Мужчины, которых я потеряла… Нет, не буду об этом. Не дождется толстуха Дорис моих слез. В моей комнате нет замка. Вдруг, мол, мне станет плохо ночью, как же им открыть
дверь, чтобы все уладить (так и говорят — уладить, как будто я просто формальность). Поэтому дверь открыта: входите, когда душе угодно. Личная жизнь — это роскошь, которая не полагается детям и старикам. Иной раз встретятся малыш и старичок и взглянут друг на друга, хитро так, заговорщицки, как будто им и без слов все ясно. Это потому, что ни тех, ни других не считают за людей те, что посередке, — про которых говорят «в самом соку».
Мне было лет, наверное, шесть, когда я носила сарафан в клеточку, светло-зеленый с бледно-красным (это был не розовый цвет, а водянисто-красный, как мякоть спелого арбуза), с роскошным кантом из черного бархата — мне сшила его тетя из Онтарио. Я наряжалась и шествовала во всем этом великолепии по дощатым тротуарам, как маленький павлин, высоко задрав нос, надменная и напыщенная черноволосая дочь Джейсона Карри.
До школы я успела изрядно помучить тетушку Долли.

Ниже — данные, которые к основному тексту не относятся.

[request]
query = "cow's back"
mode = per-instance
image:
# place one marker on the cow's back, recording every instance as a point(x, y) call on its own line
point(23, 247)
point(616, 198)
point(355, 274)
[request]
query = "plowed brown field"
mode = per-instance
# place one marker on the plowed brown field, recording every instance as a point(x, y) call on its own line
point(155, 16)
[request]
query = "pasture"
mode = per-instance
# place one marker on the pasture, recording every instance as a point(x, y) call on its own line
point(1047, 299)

Наш большой дом был тогда диковинкой, второй по счету кирпичный дом в Манаваке, и она всегда старалась ему соответствовать, хотя и была всего лишь наемной работницей. Тетушка овдовела и жила с нами с тех пор, как я родилась. По утрам она носила белый кружевной чепец и визжала на меня как сумасшедшая, когда я украдкой стягивала его с ее головы, выставляя усеянную бигуди макушку на обозрение Рубена Перла, молочника, к немалому его удовольствию. За такие проделки она отсылала меня в магазин, где отец сажал меня на перевернутый ящик из-
под яблок, посреди бочек с курагой и изюмом, и, вдыхая запах оберточной бумаги и тканевой пропитки, доносившийся из галантерейного отдела, я разучивала под его руководством меры длины и веса.
— Два стакана — четверть пинты. Четыре четверти — будет пинта. Две пинты — будет кварта. Четыре кварты — галлон. Два галлона — один пек. Четыре пека — один бушель.
Он стоял за прилавком, крупный мужчина в своем неизменном жилете, и, картавя на шотландский манер, подсказывал, когда я сбивалась, и велел стараться, иначе никогда не выучусь.
— Неучем хочешь остаться? Вырасти дурой безмозглой?
— Нет.
— Тогда соображай.
А когда я все называла правильно — монетный вес, линейные меры и меры длины, стандартные меры сыпучих тел и меры объема, — он просто кивал.
Стенка, стенка, потолок,
Вот и выучен урок.
И ни слова похвалы. Отец никогда не разбрасывался словами и не тратил время впустую. Он сделал себя сам. Начал жизнь без гроша в кармане (так он рассказывал Мэтту и Дэну) и сам вытянул себя наверх за собственные уши. Это была правда. Не поспоришь. Братья мои пошли в мать: стройные, но слабенькие, они тщетно старались угодить отцу. Я же, не имея ни малейшего желания на него походить, унаследовала его дерзость, а также орлиный нос и глаза, которые могли не мигая выдержать чей угодно взгляд.